Nach drei Jahren Stocherkahnfahrt in einem unruhigen Seitenarm des Kunststroms, bei dem so ziemlich alles als Ballast über Bord ging, was als Behauptung einst geladen war (die Experimentierbühne Neues Cinema, die internationalen Stars der Performing-Arts-Szene, die neuen künstlerischen Formen, die unentdeckten Talente und das Theater als ganztägig geöffneter Ort transmedialer Inspiration), erreichte das Schauspielhaus zum Schluss als ganz gewöhnliches deutsches Theaterschiff wieder den Canal Grande. Eine Mischung aus Glück, Beharrlichkeit und Treue zu Künstlern, die gemeinsam mit ihm die Misserfolge durchgestanden haben, kulminierte in einigen Inszenierungen, die schließlich Strombergs Ruf als Intendant retteten.

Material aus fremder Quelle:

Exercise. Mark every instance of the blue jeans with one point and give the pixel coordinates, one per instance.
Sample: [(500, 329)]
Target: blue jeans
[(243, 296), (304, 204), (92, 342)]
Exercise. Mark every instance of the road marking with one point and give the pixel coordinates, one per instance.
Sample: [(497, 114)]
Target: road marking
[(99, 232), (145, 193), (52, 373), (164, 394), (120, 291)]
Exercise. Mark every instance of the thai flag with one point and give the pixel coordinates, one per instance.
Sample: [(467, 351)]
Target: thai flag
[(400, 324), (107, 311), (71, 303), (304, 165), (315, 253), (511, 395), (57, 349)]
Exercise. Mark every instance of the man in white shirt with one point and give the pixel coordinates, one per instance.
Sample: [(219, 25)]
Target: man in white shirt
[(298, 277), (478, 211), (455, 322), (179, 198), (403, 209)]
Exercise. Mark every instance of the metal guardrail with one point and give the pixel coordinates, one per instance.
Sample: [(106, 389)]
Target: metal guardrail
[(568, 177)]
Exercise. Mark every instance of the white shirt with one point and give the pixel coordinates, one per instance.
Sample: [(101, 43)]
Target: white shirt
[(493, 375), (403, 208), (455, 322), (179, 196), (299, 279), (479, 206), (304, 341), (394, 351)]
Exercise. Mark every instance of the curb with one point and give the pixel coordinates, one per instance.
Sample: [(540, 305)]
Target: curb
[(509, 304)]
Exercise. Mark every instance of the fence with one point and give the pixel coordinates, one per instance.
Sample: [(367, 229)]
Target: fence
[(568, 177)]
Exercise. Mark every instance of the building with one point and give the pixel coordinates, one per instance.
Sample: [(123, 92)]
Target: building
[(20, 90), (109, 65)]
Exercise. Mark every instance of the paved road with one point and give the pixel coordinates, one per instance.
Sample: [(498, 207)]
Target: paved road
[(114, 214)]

Jan Bosse begeisterte in seiner „Faust“-Inszenierung das Publikum mit einer sehr unterhaltsamen Demontage des deutschen „Mythos Mann“ und schenkte der Kasse erstmals das Schild „Ausverkauft“. Stefan Pucher fand mit „Othello“ zu der scharfen Kombination von Intelligenz, Energie und Opulenz, mit der er wie wenige zeigen kann, dass Theater doch ein zeitgenössisches Medium ist. Auch Schorsch Kamerun, René Pollesch und Jürgen Gosch steuerten beachtenswerte Produktionen bei. Allerdings waren die Hauptrollen dieser Inszenierungen fast durchweg mit berühmten Gästen besetzt, was als Kommentar zu einer jahrelang verfehlten Ensemblepolitik die plötzliche Erfolgsbilanz doch noch mal in ein etwas kritischeres Licht taucht.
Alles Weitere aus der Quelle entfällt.